Orange Announces NFC-SIM Rollout, Smartphone-Purchase Aims
France Telecom-Orange Group has announced plans to roll out SIM cards supporting NFC services to most of its European operators by the second half of 2011 and has stated its intention that more than half of the new smartphones models it buys will support NFC.
Orange, one of the largest operator groups in Europe, made the announcement at a meeting with mobile handset makers in Paris Wednesday. The telco group said it would “work with manufacturers to ensure that over half of new smartphone models it buys will be compatible with contactless services when combined with the new secure SIM.”
"The smartphone revolution has changed the way people organize their daily lives," Stephane Richard, CEO of France Telecom–Orange, said in a statement. "Our commitment to contactless services will benefit customers, giving them a seamless, convenient and secure way to validate transport or make payments."

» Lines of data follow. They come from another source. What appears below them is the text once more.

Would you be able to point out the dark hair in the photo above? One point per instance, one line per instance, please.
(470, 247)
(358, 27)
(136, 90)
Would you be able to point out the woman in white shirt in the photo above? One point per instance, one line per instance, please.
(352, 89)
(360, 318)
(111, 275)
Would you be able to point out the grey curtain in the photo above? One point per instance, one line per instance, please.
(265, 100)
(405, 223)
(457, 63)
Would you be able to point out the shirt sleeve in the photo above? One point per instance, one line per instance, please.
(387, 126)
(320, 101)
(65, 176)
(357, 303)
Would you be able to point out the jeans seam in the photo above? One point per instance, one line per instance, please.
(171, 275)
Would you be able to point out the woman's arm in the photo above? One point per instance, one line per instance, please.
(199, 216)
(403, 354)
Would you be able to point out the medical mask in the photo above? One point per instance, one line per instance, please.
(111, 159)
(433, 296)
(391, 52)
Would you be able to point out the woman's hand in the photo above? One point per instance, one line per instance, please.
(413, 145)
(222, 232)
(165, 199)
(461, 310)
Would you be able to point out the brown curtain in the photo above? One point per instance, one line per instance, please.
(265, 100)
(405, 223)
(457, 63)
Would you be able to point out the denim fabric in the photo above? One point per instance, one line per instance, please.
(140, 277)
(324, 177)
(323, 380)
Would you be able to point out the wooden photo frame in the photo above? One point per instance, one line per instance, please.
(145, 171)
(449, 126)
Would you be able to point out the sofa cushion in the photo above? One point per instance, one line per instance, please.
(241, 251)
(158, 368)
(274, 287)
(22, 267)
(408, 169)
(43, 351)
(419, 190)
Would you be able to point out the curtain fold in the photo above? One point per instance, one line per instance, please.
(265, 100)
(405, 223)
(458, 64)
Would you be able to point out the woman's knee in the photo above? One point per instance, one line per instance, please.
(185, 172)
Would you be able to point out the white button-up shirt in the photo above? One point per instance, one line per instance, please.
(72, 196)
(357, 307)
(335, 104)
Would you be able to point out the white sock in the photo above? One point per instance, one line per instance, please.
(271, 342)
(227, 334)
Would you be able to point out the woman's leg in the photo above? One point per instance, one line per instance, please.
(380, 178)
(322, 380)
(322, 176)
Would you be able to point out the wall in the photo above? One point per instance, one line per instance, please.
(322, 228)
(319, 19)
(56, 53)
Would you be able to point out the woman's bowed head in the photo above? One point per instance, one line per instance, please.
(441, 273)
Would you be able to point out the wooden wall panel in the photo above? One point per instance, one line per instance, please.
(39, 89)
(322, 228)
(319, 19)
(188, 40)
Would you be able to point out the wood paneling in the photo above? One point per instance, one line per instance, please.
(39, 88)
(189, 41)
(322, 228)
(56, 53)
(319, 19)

Orange has major European operations in France, the United Kingdom, Spain and Poland, as well as five other European countries. The announcement probably does not apply to the United Kingdom, where Orange UK is part of a joint venture with Deutsche Telekom-owned T-Mobile. The JV, Everything Everywhere, is said to be handling its own NFC phone and SIM purchases.
The Orange SIMs to be rolled out would be able to store ticketing, payment and other secure applications in the phones and would be intended for postpaid subscribers.
Orange has already disclosed that it would begin putting the Samsung S5230, Player One, NFC phone on sale in shops throughout its home base of France starting in January. The telco and its competitors are using the phone model, which is not a smartphone, for the precommercial trial they launched last May in Nice. Orange said it will put other NFC handset models on sale in France starting in the spring.
The telco earlier this year set a target of selling 500,000 NFC phones by the end of 2011 in France. Orange has more than 26 million subscribers in France.
Orange’s strategy is to seed the market with NFC phones in France even before NFC services are available, in order to have a base of customers ready to use the services when they are introduced. That may also be the strategy for rolling out NFC-enabled SIMs later next year in most European markets.
But it is unclear when the group will be able to make good on its intention that more than half of the smartphone models it buys will support NFC.
"As soon as vendors deliver," one source at Orange told NFC Times. "So we have started passing the message (that) NFC is now a feature on which we will select phones for our catalogue."
With that message, Orange hopes handset makers will make more models available.
Orange wants the NFC phones to be paired with its NFC-enabled SIMs, through which it plans to make revenue. It would charge service providers to put their applications on the SIMs and fees for helping to manage the services.